The first sign is when I begin to feel guilty putting my needs ahead of the other person.  I used to have a friend who seemed to be the unluckiest guy in the world.  When he had no money for food, I felt obligated to fill his freezer.  It took me awhile to recognize that the intention behind his sob stories was to monopolize me as though I was his only friend.  

The second sign is when I start writing down the stuff he’s said to me in order to prove I’m not crazy.   I know that I’m a writer, so making the list was my instinctive response to his textbook gaslighting.  Although it took me a minute to recognize it, I was able to escape the relationship before I got in too deep.

The third sign is when I communicate that I’m hurt, and he tells me that his mean comments were jokes, and that I have no sense of humor.  This was a no-win situation for me, and although I gave it a valiant effort, I came to realize that people define humor in different ways.  (Look at the styles of Don Rickles versus Nate Bargatze.)

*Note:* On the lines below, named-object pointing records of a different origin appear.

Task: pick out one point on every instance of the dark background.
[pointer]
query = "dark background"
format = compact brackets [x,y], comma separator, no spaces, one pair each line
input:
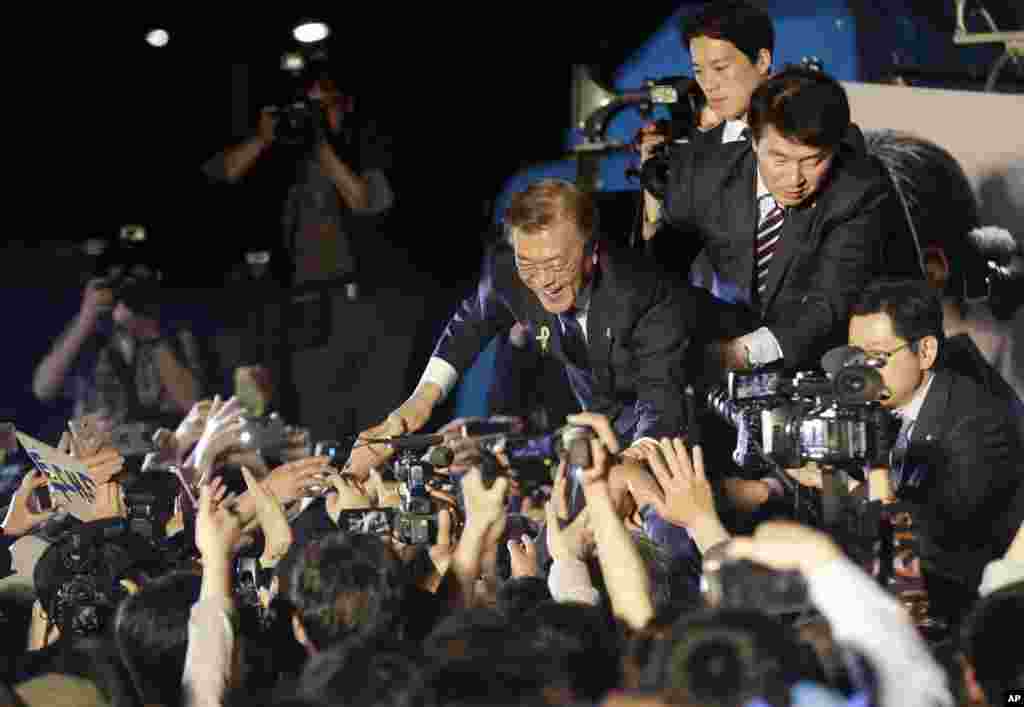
[103,130]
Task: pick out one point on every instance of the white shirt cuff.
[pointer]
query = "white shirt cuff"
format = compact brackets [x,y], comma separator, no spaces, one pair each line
[568,580]
[1000,573]
[440,373]
[763,346]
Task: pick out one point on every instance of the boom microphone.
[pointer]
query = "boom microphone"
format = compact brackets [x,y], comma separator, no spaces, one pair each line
[994,243]
[409,441]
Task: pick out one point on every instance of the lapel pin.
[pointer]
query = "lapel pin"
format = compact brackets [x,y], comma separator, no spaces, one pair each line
[543,338]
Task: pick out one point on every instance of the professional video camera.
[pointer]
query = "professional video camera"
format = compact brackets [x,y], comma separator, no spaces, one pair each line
[77,578]
[150,504]
[835,420]
[415,521]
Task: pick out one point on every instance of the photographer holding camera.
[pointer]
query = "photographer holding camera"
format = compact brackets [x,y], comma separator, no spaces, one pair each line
[120,358]
[957,454]
[329,164]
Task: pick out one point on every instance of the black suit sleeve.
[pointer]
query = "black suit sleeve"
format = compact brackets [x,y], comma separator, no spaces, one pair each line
[659,341]
[477,320]
[980,475]
[816,300]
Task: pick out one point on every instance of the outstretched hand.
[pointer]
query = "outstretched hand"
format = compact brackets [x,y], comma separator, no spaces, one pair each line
[23,514]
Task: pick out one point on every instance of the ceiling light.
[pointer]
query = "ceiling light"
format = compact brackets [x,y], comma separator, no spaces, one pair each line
[310,32]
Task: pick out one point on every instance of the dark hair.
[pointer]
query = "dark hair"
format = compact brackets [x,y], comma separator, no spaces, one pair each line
[580,641]
[991,626]
[741,24]
[939,201]
[345,585]
[375,673]
[516,596]
[911,304]
[728,657]
[152,634]
[803,105]
[468,633]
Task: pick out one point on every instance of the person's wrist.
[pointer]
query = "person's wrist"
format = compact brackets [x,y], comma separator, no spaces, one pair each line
[814,555]
[708,531]
[86,322]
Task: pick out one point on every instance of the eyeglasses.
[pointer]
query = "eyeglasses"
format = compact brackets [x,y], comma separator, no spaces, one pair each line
[557,268]
[882,358]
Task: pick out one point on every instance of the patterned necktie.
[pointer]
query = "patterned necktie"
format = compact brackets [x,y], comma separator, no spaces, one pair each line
[897,455]
[769,231]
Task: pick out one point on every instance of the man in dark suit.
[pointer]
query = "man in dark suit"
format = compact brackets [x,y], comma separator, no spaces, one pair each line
[958,453]
[615,322]
[794,223]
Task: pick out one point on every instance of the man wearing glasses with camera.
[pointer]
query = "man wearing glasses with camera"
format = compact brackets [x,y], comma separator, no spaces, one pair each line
[613,320]
[957,454]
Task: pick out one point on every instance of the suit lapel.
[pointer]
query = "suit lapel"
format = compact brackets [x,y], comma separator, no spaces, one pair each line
[923,454]
[928,426]
[600,317]
[740,216]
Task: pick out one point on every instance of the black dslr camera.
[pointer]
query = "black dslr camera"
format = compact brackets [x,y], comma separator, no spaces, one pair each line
[300,122]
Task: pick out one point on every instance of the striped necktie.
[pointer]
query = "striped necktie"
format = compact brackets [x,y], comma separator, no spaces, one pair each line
[769,231]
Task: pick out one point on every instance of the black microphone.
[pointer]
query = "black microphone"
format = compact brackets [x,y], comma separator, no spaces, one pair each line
[409,441]
[691,414]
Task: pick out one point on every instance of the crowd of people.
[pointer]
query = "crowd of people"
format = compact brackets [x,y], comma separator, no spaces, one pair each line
[634,555]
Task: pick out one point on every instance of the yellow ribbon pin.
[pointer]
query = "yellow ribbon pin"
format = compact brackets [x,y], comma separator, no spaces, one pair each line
[543,338]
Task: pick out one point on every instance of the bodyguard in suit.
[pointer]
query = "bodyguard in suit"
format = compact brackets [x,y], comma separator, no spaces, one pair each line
[616,323]
[794,223]
[958,452]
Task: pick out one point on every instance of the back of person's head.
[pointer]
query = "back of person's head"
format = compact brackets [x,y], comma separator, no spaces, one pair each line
[804,106]
[477,631]
[375,673]
[152,633]
[97,660]
[345,585]
[670,578]
[15,617]
[912,306]
[727,658]
[580,641]
[744,25]
[517,596]
[940,204]
[988,635]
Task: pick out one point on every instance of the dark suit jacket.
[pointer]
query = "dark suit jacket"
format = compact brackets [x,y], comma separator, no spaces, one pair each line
[638,328]
[850,234]
[964,467]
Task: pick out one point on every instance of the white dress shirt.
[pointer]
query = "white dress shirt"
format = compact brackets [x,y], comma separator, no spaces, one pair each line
[733,131]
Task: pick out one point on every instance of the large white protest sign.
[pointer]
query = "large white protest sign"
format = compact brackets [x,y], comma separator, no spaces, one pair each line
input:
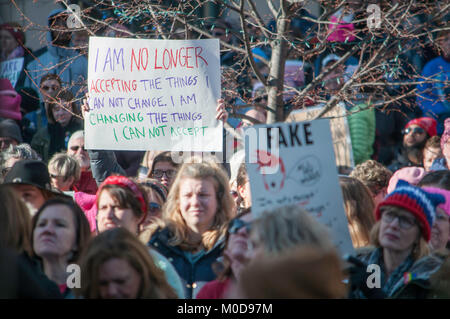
[11,70]
[297,167]
[339,131]
[153,95]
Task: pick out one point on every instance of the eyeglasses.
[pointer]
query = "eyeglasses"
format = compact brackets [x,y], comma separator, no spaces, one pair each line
[416,130]
[154,207]
[158,173]
[75,148]
[237,224]
[404,222]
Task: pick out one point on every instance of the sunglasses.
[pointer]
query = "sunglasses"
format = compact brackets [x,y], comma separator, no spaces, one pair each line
[75,148]
[416,130]
[158,173]
[237,224]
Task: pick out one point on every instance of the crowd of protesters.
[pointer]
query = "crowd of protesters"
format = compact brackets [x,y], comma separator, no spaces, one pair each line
[141,225]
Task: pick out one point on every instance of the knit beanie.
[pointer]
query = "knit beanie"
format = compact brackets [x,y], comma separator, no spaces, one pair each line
[9,101]
[416,201]
[427,123]
[434,190]
[446,134]
[412,175]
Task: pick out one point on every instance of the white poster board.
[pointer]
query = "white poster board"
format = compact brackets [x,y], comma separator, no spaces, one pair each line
[11,70]
[305,174]
[153,95]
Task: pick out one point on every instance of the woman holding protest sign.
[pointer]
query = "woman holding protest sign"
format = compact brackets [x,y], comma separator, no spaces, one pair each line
[60,234]
[194,223]
[401,259]
[122,203]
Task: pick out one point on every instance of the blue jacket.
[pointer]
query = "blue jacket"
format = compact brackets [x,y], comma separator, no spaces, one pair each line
[70,65]
[193,274]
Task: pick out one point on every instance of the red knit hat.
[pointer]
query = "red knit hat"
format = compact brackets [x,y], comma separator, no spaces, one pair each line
[415,200]
[9,101]
[427,123]
[15,31]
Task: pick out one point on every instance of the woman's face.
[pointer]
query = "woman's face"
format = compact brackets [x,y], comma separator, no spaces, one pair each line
[237,246]
[399,230]
[61,112]
[48,89]
[118,280]
[164,172]
[55,232]
[7,42]
[198,203]
[111,215]
[440,230]
[153,210]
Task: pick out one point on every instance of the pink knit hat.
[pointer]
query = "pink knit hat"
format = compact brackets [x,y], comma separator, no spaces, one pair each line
[412,175]
[434,190]
[9,101]
[445,136]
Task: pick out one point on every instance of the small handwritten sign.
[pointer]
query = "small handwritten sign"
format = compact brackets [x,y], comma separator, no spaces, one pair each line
[153,95]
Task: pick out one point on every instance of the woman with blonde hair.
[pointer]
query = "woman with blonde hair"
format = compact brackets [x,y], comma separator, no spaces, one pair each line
[284,228]
[194,223]
[359,206]
[400,237]
[117,265]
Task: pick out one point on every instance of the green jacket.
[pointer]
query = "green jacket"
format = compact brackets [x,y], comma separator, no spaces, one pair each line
[362,131]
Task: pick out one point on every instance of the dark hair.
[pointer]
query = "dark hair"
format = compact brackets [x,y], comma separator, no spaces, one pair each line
[433,142]
[82,228]
[226,272]
[163,157]
[439,179]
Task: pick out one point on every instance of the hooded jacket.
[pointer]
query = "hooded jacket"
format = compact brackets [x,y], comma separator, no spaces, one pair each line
[70,65]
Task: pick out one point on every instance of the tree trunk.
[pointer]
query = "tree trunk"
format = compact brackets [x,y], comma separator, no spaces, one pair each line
[276,73]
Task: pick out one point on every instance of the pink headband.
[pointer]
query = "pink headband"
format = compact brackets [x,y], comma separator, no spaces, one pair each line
[122,181]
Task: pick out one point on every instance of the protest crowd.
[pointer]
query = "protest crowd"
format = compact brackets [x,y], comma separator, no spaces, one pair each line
[90,223]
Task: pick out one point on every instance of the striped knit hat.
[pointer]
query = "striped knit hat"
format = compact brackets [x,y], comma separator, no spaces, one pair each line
[415,200]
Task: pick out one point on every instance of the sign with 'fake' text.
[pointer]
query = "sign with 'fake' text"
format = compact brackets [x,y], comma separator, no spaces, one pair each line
[293,164]
[153,95]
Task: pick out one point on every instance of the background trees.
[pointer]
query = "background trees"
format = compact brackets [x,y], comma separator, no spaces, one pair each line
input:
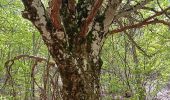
[133,59]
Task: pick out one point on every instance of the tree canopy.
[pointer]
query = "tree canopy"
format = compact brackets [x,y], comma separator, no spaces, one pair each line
[108,49]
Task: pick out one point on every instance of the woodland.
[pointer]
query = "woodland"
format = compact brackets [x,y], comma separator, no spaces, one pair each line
[84,49]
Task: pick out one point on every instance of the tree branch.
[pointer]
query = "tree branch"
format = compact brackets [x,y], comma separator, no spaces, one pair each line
[147,21]
[90,17]
[35,12]
[55,6]
[110,13]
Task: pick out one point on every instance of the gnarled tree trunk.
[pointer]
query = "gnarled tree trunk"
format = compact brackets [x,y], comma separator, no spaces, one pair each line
[74,34]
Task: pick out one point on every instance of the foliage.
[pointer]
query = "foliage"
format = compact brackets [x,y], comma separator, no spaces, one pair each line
[120,73]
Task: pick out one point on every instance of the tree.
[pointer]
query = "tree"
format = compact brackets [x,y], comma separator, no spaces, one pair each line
[75,31]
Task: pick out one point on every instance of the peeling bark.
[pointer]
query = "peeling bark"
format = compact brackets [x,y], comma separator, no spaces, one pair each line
[74,34]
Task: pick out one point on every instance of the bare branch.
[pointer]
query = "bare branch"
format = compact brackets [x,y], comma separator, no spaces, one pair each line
[35,12]
[55,13]
[110,13]
[132,9]
[38,59]
[147,21]
[90,17]
[71,6]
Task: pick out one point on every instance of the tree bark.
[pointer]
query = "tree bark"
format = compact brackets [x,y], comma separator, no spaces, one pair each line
[74,39]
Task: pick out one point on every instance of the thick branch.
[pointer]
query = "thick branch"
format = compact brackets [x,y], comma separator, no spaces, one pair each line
[90,17]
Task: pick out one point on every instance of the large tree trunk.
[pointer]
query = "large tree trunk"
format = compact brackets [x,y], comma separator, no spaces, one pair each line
[79,68]
[74,37]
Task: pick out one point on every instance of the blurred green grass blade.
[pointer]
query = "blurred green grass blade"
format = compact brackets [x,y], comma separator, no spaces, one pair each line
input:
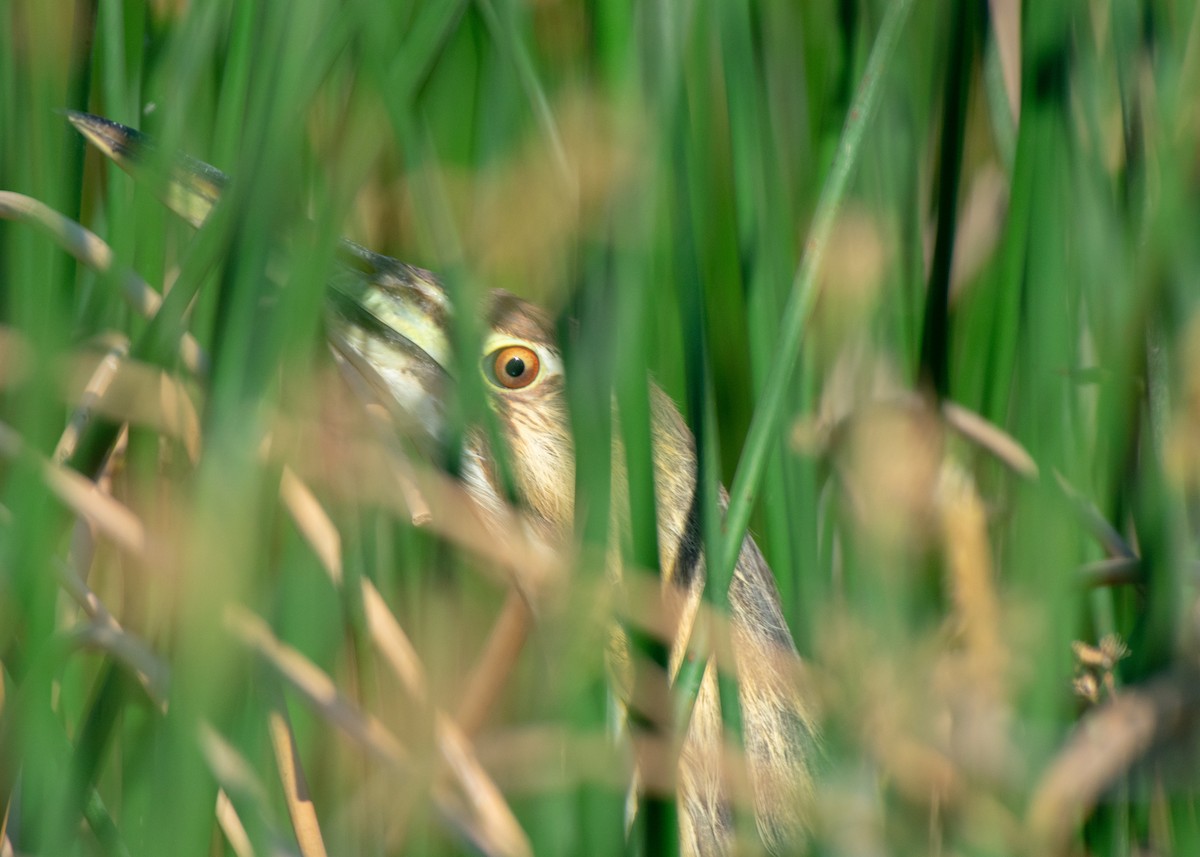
[769,409]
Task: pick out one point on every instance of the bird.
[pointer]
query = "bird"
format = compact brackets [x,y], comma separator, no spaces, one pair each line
[390,323]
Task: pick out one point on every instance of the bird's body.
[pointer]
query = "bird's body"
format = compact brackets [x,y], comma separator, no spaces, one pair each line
[390,323]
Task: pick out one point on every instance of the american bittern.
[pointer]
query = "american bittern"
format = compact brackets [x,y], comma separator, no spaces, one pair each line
[390,322]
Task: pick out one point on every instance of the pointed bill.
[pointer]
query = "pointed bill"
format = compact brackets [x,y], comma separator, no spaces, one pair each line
[388,322]
[190,189]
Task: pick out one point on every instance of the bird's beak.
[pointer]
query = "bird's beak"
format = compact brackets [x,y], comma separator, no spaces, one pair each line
[388,322]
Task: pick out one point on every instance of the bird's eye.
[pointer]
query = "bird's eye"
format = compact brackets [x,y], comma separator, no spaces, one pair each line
[514,366]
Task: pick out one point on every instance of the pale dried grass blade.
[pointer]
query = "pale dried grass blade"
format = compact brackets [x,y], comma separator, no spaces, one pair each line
[15,358]
[1104,745]
[90,250]
[150,671]
[487,814]
[295,786]
[312,522]
[393,643]
[990,437]
[495,666]
[1006,24]
[91,390]
[316,687]
[84,498]
[233,828]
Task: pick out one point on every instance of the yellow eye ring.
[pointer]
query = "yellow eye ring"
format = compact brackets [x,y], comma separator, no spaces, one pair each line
[514,367]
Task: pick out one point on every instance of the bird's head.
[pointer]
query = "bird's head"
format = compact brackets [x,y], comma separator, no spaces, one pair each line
[390,324]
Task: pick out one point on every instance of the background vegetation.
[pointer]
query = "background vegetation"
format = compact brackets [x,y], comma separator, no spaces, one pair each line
[975,225]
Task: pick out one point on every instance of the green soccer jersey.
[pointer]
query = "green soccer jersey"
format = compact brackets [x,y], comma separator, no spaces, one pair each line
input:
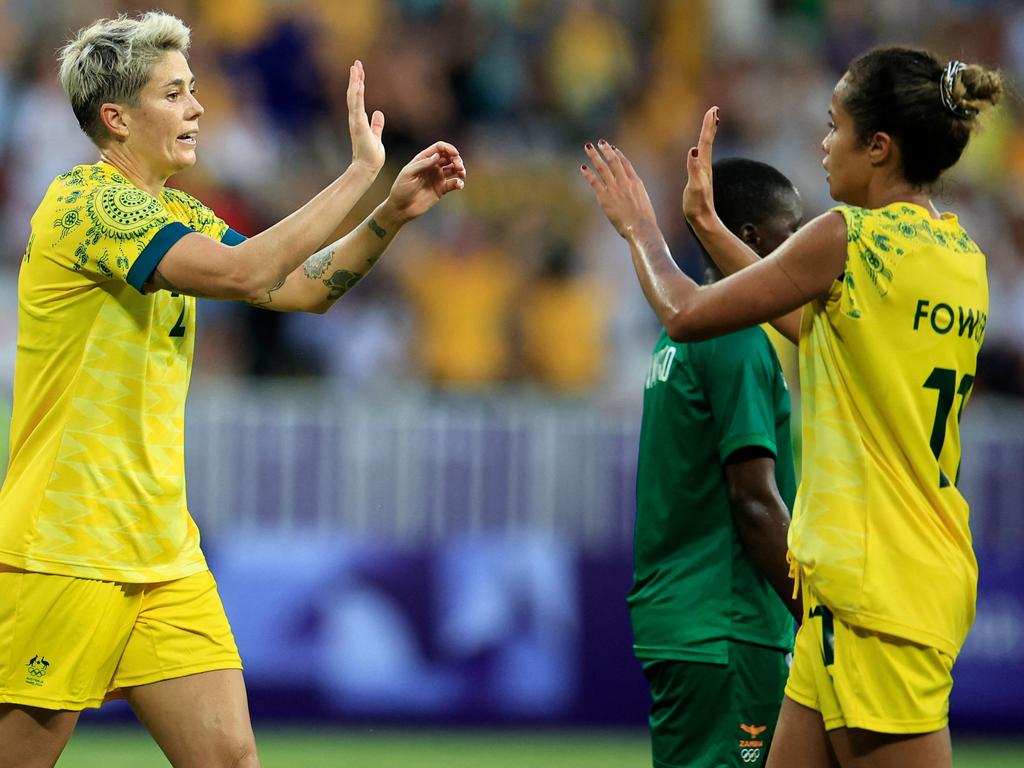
[694,588]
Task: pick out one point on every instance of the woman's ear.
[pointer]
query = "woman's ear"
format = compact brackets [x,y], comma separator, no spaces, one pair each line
[880,147]
[749,233]
[116,119]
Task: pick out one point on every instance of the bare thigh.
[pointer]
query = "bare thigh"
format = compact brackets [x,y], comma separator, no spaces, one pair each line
[33,737]
[199,721]
[801,739]
[861,749]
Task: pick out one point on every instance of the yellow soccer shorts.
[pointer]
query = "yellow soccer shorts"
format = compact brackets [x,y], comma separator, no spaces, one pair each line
[70,643]
[861,679]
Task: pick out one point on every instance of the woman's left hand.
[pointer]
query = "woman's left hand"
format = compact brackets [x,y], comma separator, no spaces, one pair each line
[698,197]
[620,190]
[426,178]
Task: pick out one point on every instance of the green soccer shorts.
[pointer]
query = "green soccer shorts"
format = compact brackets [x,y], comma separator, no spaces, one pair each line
[710,715]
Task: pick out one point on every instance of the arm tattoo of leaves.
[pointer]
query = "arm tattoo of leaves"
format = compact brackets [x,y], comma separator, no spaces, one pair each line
[376,228]
[268,298]
[317,263]
[340,282]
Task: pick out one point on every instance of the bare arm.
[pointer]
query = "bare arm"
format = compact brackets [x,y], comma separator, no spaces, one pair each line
[801,269]
[332,271]
[762,519]
[201,266]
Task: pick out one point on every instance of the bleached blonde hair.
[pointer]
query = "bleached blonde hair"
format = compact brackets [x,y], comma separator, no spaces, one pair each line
[112,59]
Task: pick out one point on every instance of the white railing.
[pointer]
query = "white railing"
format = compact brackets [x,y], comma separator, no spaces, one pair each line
[416,467]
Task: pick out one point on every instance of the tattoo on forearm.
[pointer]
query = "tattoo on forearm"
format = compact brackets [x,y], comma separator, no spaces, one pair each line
[316,264]
[340,283]
[268,298]
[376,228]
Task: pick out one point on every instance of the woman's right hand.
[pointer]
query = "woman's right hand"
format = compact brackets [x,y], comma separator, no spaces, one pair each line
[368,150]
[698,197]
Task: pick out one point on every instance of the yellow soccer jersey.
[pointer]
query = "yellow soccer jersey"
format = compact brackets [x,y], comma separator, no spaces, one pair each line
[95,483]
[887,361]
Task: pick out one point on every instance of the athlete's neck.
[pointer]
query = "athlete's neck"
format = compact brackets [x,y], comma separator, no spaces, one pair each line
[891,190]
[132,170]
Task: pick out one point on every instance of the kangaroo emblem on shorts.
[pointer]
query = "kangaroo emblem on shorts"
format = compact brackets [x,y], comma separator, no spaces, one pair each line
[38,667]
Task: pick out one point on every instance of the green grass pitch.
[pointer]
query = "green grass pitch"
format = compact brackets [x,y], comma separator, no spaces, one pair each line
[96,747]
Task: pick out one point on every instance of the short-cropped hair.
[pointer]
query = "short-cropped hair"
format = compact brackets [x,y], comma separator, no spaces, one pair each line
[112,59]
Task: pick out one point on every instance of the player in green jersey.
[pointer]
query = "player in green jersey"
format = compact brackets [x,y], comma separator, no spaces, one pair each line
[104,591]
[715,479]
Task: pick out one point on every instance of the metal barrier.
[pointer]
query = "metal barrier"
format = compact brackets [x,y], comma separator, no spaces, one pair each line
[418,467]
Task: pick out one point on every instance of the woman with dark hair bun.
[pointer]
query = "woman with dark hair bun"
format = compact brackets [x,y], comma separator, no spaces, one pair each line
[888,299]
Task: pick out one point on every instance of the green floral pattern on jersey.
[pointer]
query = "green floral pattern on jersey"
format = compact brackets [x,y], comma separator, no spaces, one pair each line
[201,218]
[892,232]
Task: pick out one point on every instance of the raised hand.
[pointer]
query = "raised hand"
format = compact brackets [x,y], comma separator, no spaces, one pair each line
[620,190]
[428,177]
[368,150]
[698,198]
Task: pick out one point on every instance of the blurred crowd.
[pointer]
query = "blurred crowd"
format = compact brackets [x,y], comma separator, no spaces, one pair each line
[518,279]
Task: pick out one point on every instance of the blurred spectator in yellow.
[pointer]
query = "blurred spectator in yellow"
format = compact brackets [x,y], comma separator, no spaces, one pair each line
[564,325]
[591,64]
[462,299]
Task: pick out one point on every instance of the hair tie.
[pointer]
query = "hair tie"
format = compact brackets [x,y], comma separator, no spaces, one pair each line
[946,82]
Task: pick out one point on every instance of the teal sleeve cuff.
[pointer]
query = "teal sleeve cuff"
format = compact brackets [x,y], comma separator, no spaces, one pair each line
[232,238]
[153,253]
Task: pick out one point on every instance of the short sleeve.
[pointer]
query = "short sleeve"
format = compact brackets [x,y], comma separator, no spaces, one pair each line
[201,217]
[740,379]
[871,256]
[127,233]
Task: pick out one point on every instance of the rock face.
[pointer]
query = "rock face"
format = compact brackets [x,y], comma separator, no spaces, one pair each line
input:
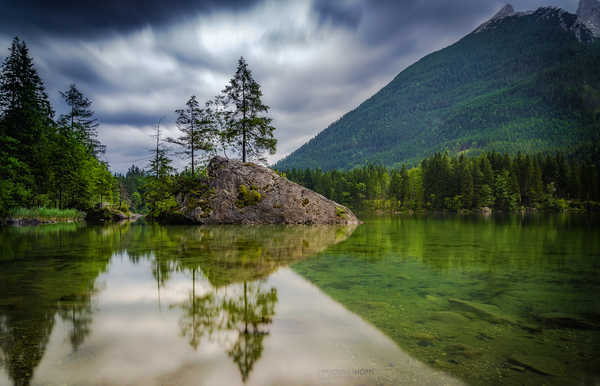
[588,14]
[585,25]
[246,193]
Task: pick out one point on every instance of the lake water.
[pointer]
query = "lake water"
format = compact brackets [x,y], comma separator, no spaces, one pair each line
[434,300]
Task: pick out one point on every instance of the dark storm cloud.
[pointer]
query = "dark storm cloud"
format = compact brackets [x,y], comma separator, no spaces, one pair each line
[91,17]
[315,60]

The fourth sign is when they do anything to avoid expressing empathy or compassion.  Some people think that being cool and being cold are the same thing.  I recognized this when my “friend” couldn’t even give me a hug after I experienced a death in my family.    

The fifth sign is when I would feel lonely even though I was sitting in the same room with him.   Whether he was occupying the island of his recliner chair, or we were sharing the couch,  I would look at him and wonder “who is this stranger in my living room?”  I seem to be a magnet for this type of guy, and even when I express the need, it isn’t received with any sort of response, let alone understanding.

Okay, I’ve bared my soul.  It’s your turn.  Are you ready to take a hard look at your own relationship?  Can you admit to one or more red flags that you’ve missed?

If so, now what?

Well, there are lots of choices, and I know this because I’ve tried them all.  You can bury your own needs and continue to live with the red flag(s).  Or you can “schedule” some difficult conversations.  You can get some counseling.  Or you might just decide you’re ready to leave the relationship.  

Obviously, my need to research the subject prior to writing this blog speaks volumes.  I’ve beaten myself up and I’ve also validated my choices. But at the end of the day, I’ve realized that I need to trust my gut.  Please do the same.